Hillary’s Emails: How Big a National Security Disaster? By Stanley Kurtz —
http://www.nationalreview.com/node/423468/print
Has Hillary Clinton been lying about her email system and did she violate the laws against mishandling classified material? Coverage of Clinton’s email scandal has been focused on those questions, but shouldn’t we be paying more attention to the nature and scale of the damage to American national security caused by Hillary’s carelessness with classified information? We’re not focused on the details of the security damage because it’s difficult to know whether and to what extent Hillary’s communications were intercepted, and more difficult still to make public whatever our intelligence agencies may have figured out on that score.
But maybe we already know enough to conclude that Hillary’s email scandal constitutes one of the most serious American national security disasters on record. The Daily Beast has a story out speculating that the email scandal may soon spread to the White House. Interesting as that question is, this passage seems more significant:
“There’s a widely held belief among American counterspies that foreign intelligence agencies had to be reading the emails on Hillary’s private server, particularly since it was wholly unencrypted for months….senior counterintelligence officials are assuming the worst about what the Russians and Chinese know.”
So America’s intelligence agencies are assuming that every communication of America’s Secretary of State for months or more was read by our adversaries. Isn’t that likely to amount to one of the worst intelligence breaches in American history? And here’s the kicker. Even if we got lucky and the Russians and Chinese didn’t actually intercept some or all of Hillary’s emails, our intelligence agencies now have to behave as if they did.
Doesn’t that mean that we are now making massive changes to the sources and methods of our intelligence? Are we now withdrawing valuable agents? Are we trying to replace methods that cannot be easily replicated?
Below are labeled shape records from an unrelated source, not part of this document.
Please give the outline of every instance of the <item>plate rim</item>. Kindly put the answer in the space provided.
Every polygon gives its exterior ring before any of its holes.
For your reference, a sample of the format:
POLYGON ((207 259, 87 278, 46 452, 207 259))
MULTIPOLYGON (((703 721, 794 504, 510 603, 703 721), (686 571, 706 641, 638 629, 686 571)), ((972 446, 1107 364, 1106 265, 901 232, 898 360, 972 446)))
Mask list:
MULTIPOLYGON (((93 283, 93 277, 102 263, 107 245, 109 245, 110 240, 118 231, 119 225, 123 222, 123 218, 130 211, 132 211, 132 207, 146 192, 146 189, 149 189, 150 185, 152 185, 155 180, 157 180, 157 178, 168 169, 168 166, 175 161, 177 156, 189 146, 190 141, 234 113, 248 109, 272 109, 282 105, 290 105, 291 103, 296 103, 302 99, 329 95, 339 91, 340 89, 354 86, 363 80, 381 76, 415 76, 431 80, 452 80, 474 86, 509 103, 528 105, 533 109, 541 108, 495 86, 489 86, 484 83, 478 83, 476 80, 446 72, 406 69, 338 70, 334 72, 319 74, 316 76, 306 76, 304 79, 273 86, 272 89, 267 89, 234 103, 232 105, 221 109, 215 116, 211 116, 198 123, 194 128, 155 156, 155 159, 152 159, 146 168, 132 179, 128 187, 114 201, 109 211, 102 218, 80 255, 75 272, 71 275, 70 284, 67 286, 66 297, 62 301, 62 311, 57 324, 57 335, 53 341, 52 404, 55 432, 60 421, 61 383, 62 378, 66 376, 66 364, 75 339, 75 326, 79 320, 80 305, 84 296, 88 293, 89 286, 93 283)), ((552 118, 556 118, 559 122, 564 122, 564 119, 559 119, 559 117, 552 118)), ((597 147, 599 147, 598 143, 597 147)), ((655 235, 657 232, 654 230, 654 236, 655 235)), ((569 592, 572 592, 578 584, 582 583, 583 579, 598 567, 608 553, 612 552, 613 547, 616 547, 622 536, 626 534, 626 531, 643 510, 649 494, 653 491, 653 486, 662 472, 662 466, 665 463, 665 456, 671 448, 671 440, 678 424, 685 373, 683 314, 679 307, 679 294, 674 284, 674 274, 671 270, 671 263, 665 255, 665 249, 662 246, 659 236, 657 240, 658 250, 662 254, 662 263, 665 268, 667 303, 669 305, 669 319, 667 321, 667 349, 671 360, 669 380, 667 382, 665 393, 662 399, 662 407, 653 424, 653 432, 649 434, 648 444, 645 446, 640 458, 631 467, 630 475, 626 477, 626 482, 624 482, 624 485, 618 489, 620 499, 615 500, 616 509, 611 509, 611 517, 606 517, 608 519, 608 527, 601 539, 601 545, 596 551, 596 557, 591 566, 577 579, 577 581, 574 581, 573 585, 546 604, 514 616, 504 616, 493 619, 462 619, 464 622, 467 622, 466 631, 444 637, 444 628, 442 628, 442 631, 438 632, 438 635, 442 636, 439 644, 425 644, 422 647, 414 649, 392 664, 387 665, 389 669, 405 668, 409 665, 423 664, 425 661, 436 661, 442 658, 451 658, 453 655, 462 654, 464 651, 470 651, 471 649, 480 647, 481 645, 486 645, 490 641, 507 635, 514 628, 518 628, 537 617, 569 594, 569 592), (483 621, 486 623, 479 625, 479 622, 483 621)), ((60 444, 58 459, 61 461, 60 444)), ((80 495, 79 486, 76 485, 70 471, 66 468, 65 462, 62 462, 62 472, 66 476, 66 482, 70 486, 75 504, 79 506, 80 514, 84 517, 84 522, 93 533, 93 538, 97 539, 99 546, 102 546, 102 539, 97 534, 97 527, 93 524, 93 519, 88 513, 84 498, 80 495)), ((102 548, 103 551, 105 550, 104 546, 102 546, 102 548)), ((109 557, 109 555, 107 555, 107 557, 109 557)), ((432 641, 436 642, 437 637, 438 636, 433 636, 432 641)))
Are we now forced to rebuild a good deal of our intelligence capabilities from the ground up? Are we not suffering tremendous intelligence damage right now, regardless of what foreign intelligence services did or did not manage to snatch from Hillary’s server—simply because we are forced to assume that they got it all?
I’m sure that analysts more knowledge of our intelligence systems could explain better than I the damage that would flow from simply being forced to assume that nearly all of the Secretary of State’s communications had been compromised. No doubt even explaining that could do additional damage.
At any rate, the mere fact that our intelligence services are now assuming maximum damage and acting accordingly may ultimately be one of the most important and least fully appreciated aspects of this story.